Um membro sênior do governo britânico disse que West “absolutamente não deveria” tocar no Wi-fi Competition, já que o rapper se ofereceu para se encontrar com membros da comunidade judaica do Reino Unido para mostrar que ele supostamente mudou desde que provocou indignação com múltiplas declarações anti-semitas no ano passado.
O Tudo cai o rapper disse que “ficaria grato pela oportunidade de se encontrar pessoalmente com membros da comunidade judaica no Reino Unido, para ouvir”.
“Sei que palavras não são suficientes – terei que mostrar a mudança por meio de minhas ações”, disse West. “Se você estiver aberto, estou aqui.”
Isso aconteceu depois que West lançou uma música pró-nazista chamada Olá Hitler no ano passado e anunciou uma camiseta com a suástica à venda em seu website. West pediu desculpas em janeiro por meio de uma carta publicada como anúncio de página inteira no The Wall Road Journal. Ele disse que seu transtorno bipolar o levou a cair em “um episódio maníaco de quatro meses de comportamento psicótico, paranóico e impulsivo que destruiu minha vida”.

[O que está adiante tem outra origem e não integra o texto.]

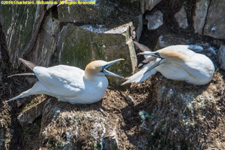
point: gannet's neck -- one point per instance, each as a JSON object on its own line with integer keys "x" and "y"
{"x": 173, "y": 56}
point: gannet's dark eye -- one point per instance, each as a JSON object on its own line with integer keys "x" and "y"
{"x": 157, "y": 55}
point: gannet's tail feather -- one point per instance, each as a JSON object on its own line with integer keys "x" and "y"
{"x": 28, "y": 63}
{"x": 38, "y": 88}
{"x": 21, "y": 74}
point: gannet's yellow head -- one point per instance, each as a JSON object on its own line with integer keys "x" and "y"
{"x": 98, "y": 68}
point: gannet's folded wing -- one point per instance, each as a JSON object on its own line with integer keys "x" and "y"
{"x": 62, "y": 80}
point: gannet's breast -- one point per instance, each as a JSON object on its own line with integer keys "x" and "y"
{"x": 68, "y": 84}
{"x": 198, "y": 69}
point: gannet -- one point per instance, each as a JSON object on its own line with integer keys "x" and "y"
{"x": 71, "y": 84}
{"x": 177, "y": 62}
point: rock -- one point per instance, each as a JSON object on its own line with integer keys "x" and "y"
{"x": 86, "y": 13}
{"x": 155, "y": 20}
{"x": 2, "y": 134}
{"x": 21, "y": 24}
{"x": 169, "y": 39}
{"x": 67, "y": 125}
{"x": 45, "y": 44}
{"x": 181, "y": 18}
{"x": 215, "y": 21}
{"x": 33, "y": 111}
{"x": 200, "y": 15}
{"x": 150, "y": 4}
{"x": 77, "y": 46}
{"x": 222, "y": 57}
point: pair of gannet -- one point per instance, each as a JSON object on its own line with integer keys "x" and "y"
{"x": 176, "y": 62}
{"x": 71, "y": 84}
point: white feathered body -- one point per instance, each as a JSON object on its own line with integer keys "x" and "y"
{"x": 67, "y": 84}
{"x": 198, "y": 69}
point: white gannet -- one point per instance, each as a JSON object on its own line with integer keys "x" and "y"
{"x": 71, "y": 84}
{"x": 177, "y": 62}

West já havia sido impedido de entrar na Austrália em julho passado, após o lançamento de Olá Hitler.
O ministro do Inside, Tony Burke, disse que West viaja há anos para a Austrália, onde nasceu sua esposa, Bianca Censori. A família dela mora em Melbourne.
Burke disse Olá Hitler promove o nazismo. A canção, lançada em maio passado, foi criticada como uma homenagem antissemita a Hitler. Também foi banido na Alemanha e em plataformas on-line, incluindo Apple Music, YouTube e Spotify.

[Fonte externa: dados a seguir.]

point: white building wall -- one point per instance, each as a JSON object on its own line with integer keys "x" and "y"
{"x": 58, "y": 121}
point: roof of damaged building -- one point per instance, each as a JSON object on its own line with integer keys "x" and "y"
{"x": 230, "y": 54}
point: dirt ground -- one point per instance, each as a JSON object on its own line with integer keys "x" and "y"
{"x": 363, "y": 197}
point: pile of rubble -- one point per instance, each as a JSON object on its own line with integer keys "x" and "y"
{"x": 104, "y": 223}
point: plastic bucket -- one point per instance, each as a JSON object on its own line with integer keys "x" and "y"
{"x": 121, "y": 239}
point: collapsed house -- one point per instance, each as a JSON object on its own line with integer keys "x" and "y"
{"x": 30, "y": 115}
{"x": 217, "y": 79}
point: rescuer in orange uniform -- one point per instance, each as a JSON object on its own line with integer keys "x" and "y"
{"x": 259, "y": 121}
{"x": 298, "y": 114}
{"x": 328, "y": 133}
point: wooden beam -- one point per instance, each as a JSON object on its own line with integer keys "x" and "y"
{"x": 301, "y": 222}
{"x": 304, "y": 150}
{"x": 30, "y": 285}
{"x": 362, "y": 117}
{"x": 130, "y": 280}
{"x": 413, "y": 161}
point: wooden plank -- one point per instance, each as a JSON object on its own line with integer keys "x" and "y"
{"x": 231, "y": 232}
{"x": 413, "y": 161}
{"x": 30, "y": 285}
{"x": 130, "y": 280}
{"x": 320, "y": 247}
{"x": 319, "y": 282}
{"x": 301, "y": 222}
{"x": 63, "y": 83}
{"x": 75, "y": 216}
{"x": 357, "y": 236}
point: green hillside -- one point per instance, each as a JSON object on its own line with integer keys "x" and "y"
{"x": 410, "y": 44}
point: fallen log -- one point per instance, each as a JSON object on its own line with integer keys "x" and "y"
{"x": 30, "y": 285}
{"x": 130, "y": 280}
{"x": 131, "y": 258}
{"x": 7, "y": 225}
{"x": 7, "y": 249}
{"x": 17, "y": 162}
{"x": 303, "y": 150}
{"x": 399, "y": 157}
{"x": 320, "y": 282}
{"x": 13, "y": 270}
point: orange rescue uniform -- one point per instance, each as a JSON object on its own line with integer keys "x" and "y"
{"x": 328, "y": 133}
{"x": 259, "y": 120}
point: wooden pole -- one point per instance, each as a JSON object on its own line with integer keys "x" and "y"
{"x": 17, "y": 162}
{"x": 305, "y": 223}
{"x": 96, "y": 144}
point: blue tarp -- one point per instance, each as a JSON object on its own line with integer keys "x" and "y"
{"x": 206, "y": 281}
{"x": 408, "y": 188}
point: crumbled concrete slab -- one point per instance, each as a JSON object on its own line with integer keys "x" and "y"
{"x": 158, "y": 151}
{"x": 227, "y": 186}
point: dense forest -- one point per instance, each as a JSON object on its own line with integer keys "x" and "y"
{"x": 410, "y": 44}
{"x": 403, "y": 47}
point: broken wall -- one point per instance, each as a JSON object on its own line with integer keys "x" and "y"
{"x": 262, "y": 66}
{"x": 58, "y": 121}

“Se você vai ter uma música e promover esse tipo de nazismo, não precisamos disso na Austrália”, acrescentou Burke. “Já temos problemas suficientes neste país sem importar deliberadamente a intolerância.”
Ele observou que o governo australiano não proibiu West de entrar na Austrália permanentemente porque “todos os pedidos de visto são reavaliados pelos meus funcionários a cada vez”.
Os cancelamentos dos exhibits acontecem cinco anos depois do mortal pageant Astroworld de Scott, em Houston, onde 50 mil pessoas estavam na plateia.
O set de Scott se tornou mortal quando os fãs subiram ao palco. A vítima mais jovem foi Ezra Blount, de nove anos. Os outros que morreram tinham idades entre 14 e 27 anos. Cerca de 300 pessoas ficaram feridas e tratadas no native do pageant e 25 foram levadas para hospitais.
Mais de 300 ações judiciais foram movidas até agora em Houston e serão consolidadas e tratadas por um juiz. Scott, a promotora de exhibits Dwell Nation e outras empresas associadas ao evento estão entre as que estão sendo processadas. Além disso, Scott e os organizadores do evento são o foco de uma investigação prison da polícia de Houston. Ninguém foi acusado e nenhum cronograma foi definido para quando a investigação será concluída.
West se apresentou em Istambul no fim de semana em meio à polêmica em curso. Scott também se juntou a West no palco durante o present.
West supostamente atraiu uma multidão de mais de 118 mil pessoas ao Estádio Olímpico Atatürk, em Istambul, no sábado.
“Eu só quero dizer a todos vocês que acabamos de quebrar o recorde, 118.000, o maior desempenho em estádio de todos os tempos”, disse West ao público, de acordo com a Billboard.